The camera calibration comprises the following steps:
s31, establishing a world coordinate system, a camera coordinate system, an imaging plane coordinate system and an image coordinate system;
an image coordinate system UOV is a rectangular coordinate system on a two-dimensional image, and the origin of the coordinate system is set at the upper left corner of the image by taking a pixel as a unit;
imaging plane coordinate system XO1Y is set on the CCD photosensitive surface of the camera, the physical length mm is taken as a unit, and the origin of a coordinate system is set at the center of the image;
camera coordinate system OC-XCYCZCSet up on the camera with the origin of the coordinate system coinciding with the projection optical center, ZCThe axis coinciding with the optical axis of the imaging lens, XCAnd YCThe axes are respectively parallel to the X axis and the Y axis of the imaging plane coordinate system, and the origin O of the imaging plane coordinate system1And OCThe distance between is the focal length f of the camera;
point P (X) in camera coordinate systemC,YC,ZC) P from the imaging plane coordinate system1The transformation relationship between points is shown in equation (1):
s32, real-time image acquisition is carried out under the same world coordinate system, one of the images is selected as a calibration plate of a reference pose, and calibration is started;
and S33, calibrating the laser under the camera coordinate system, carrying out actual measurement according to the relative position invariant characteristic of the camera and the laser to obtain a constant transformation matrix, and converting the camera coordinate into the world coordinate of the robot according to the transformation matrix.

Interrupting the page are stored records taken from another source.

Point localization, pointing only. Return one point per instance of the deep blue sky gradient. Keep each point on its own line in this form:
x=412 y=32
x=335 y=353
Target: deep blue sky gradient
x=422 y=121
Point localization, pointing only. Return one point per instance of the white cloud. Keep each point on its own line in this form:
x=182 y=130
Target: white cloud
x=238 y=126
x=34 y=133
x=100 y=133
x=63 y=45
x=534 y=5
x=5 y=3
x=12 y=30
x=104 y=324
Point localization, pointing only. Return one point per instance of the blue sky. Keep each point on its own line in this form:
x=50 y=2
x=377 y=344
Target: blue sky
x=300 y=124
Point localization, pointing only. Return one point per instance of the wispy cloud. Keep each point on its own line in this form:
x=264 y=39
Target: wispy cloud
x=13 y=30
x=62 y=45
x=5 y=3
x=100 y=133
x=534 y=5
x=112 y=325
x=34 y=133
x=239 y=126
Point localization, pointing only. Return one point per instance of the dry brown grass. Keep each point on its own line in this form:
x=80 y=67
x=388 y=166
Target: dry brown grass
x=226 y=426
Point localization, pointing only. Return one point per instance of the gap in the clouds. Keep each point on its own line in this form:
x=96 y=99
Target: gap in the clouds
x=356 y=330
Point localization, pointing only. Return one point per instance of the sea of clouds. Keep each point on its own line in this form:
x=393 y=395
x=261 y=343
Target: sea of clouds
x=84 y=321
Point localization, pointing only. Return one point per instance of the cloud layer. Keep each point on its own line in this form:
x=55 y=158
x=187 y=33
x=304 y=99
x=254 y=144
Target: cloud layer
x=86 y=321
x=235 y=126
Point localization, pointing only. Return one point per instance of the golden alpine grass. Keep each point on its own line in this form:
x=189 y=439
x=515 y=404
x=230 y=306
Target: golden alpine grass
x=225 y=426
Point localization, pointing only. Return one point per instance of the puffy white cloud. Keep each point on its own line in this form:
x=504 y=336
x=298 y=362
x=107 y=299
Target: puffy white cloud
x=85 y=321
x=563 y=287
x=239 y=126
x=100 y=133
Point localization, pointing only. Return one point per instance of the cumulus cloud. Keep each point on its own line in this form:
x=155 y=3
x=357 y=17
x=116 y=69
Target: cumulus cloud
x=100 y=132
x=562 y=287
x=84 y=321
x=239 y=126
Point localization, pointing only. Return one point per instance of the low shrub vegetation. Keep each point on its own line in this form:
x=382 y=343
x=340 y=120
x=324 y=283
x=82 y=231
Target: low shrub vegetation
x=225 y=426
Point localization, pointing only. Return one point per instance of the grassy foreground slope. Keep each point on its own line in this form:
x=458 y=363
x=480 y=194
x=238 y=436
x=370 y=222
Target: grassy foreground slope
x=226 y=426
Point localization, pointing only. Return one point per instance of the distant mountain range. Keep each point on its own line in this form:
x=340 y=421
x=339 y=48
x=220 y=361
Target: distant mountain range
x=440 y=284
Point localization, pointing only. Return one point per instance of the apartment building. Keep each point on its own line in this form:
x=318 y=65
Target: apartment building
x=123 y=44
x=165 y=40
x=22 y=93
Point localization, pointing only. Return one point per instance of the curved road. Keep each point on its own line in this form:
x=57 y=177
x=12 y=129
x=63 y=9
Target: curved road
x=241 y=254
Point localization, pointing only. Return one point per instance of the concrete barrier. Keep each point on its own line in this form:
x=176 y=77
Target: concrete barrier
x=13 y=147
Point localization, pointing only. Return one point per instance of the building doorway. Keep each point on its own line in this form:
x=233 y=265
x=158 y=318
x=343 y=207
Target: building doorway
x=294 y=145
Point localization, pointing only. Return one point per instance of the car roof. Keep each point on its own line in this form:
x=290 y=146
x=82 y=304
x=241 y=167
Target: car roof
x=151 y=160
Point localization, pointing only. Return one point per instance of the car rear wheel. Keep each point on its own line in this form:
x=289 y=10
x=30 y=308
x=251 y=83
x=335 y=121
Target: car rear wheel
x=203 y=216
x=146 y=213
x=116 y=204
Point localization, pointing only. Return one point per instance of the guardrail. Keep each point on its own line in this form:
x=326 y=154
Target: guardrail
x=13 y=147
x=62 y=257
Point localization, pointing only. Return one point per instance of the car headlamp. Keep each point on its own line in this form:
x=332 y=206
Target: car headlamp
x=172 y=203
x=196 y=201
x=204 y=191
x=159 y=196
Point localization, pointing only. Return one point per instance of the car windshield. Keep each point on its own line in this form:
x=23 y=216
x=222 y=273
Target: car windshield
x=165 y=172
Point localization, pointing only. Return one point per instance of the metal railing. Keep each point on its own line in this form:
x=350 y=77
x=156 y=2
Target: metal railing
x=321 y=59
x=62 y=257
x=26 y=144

The working principle and the beneficial effects of the technical scheme are as follows: the robot coordinate calibration is calibrated by adopting a vision system calibration method, and specifically comprises camera calibration and laser calibration. After the image acquired by the camera is processed, the coordinates of the imaging plane coordinate system are calculated according to the internal parameters calibrated by the camera, and the coordinates of the image object point in the camera coordinate system are obtained according to the calibration of the laser. When calibrating a camera, a world coordinate system, a camera coordinate system, an imaging plane coordinate system and an image coordinate system generally need to be established, and the transformation relation of the coordinate systems is needed no matter the camera calibration, the laser calibration or the hand-eye calibration is carried out.
The camera calibration is to find the internal and external parameters of the camera. The intrinsic parameters are only related to the internal parameter structure of the camera, such as resolution, pixel size, focal length, etc. of the camera. Laser calibration is to solve the plane equation of the laser in the camera coordinate system. Based on the calibration of the vision system, the plane equation of the camera reference and the laser under the camera coordinate system and the transformation matrix of the camera coordinate system relative to the robot tool coordinate system are obtained, and the measurement of the vision system under the robot base coordinate system is realized.
Finally, it should be noted that: although the present invention has been described in detail with reference to the foregoing embodiments, it will be apparent to those skilled in the art that modifications may be made to the embodiments or portions thereof without departing from the spirit and scope of the invention.